28 Tex. Admin. Code § 21.2821
Reporting Requirements
Effective Feb 16, 201439 TexReg 747Source Note: The provisions of this §21.2821 adopted to be effective October 5, 2003, 28 TexReg 8647; amended to be effective July 11, 2004, 29 TexReg 6301; amended to be effective January 19, 2006, 31 TexReg 295; amended to be effective February 16, 2014, 39 TexReg 747.Texas Secretary of State
- (a) An MCC must submit to the department quarterly claims payment information in compliance with the requirements of this section.
(b) The MCC must submit the report required by subsection (a) of this section to the department on or before:
- (1) May 15th for the months of January, February, and March of each year;
- (2) August 15th for the months of April, May, and June of each year;
- (3) November 15th for the months of July, August, and September of each year; and
- (4) February 15th for the months of October, November, and December of each preceding calendar year.
(c) The report required by subsection (a) of this section must include, at a minimum, the following information:
- (1) number of claims received from noninstitutional preferred providers;
- (2) number of claims received from institutional preferred providers;
- (3) number of clean claims received from noninstitutional preferred providers;
- (4) number of clean claims received from institutional preferred providers;
- (5) number of clean claims from noninstitutional preferred providers paid within the applicable statutory claims payment period;
- (6) number of clean claims from noninstitutional preferred providers paid on or before the 45th day after the end of the applicable statutory claims payment period;
- (7) number of clean claims from institutional preferred providers paid on or before the 45th day after the end of the applicable statutory claims payment period;
- (8) number of clean claims from noninstitutional preferred providers paid on or after the 46th day and before the 91st day after the end of the applicable statutory claims payment period;
- (9) number of clean claims from institutional preferred providers paid on or after the 46th day and before the 91st day after the end of the applicable statutory claims payment period;
- (10) number of clean claims from noninstitutional preferred providers paid on or after the 91st day after the end of the applicable statutory claims payment period;
- (11) number of clean claims from institutional preferred providers paid on or after the 91st day after the end of the applicable statutory claims payment period;
- (12) number of clean claims from institutional preferred providers paid within the applicable statutory claims payment period;
- (13) number of claims paid under the provisions of §21.2809 of this title (relating to Audit Procedures);
- (14) number of requests for verification received under §19.1719 of this title (relating to Verification for Health Maintenance Organizations and Preferred Provider Benefit Plans);
- (15) number of verifications issued under §19.1719 of this title;
- (16) number of declinations of requests for verifications, under §19.1719 of this title;
- (17) number of certifications of catastrophic events sent to the department;
- (18) number of calendar days business was interrupted for each corresponding catastrophic event;
- (19) number of electronically submitted, affirmatively adjudicated pharmacy claims received by the MCC;
- (20) number of electronically submitted, affirmatively adjudicated pharmacy claims paid within the 18-day statutory claims payment period;
- (21) number of electronically submitted, affirmatively adjudicated pharmacy claims paid on or before the 45th day after the end of the 18-day statutory claims payment period;
- (22) number of electronically submitted, affirmatively adjudicated pharmacy claims paid on or after the 46th day and before the 91st day after the end of the 18-day statutory claims payment period; and
- (23) number of electronically submitted, affirmatively adjudicated pharmacy claims paid on or after the 91st day after the end of the 18-day statutory claims payment period.

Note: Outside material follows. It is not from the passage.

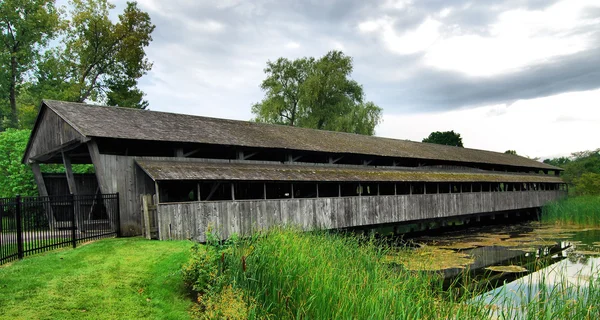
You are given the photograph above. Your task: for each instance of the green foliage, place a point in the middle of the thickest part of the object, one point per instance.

(d) An MCC must annually submit to the department, on or before August 15th, at a minimum, information related to the number of declinations of requests for verifications from July 1st of the prior year to June 30th of the current year, in the following categories:
(1) policy or contract limitations:
- (A) premium payment time frames that prevent verifying eligibility for a 30-day period;
- (B) policy deductible, specific benefit limitations, or annual benefit maximum;
- (C) benefit exclusions;
- (D) no coverage or change in membership eligibility, including individuals not eligible, not yet effective, or for whom membership is canceled;
- (E) preexisting condition limitations; and
- (F) other;
(2) declinations due to an inability to obtain necessary information to verify requested services from the following persons:
- (A) the requesting physician or provider;
- (B) any other physician or provider; and
- (C) any other person.
Source Note:The provisions of this §21.2821 adopted to be effective October 5, 2003, 28 TexReg 8647; amended to be effective July 11, 2004, 29 TexReg 6301; amended to be effective January 19, 2006, 31 TexReg 295; amended to be effective February 16, 2014, 39 TexReg 747.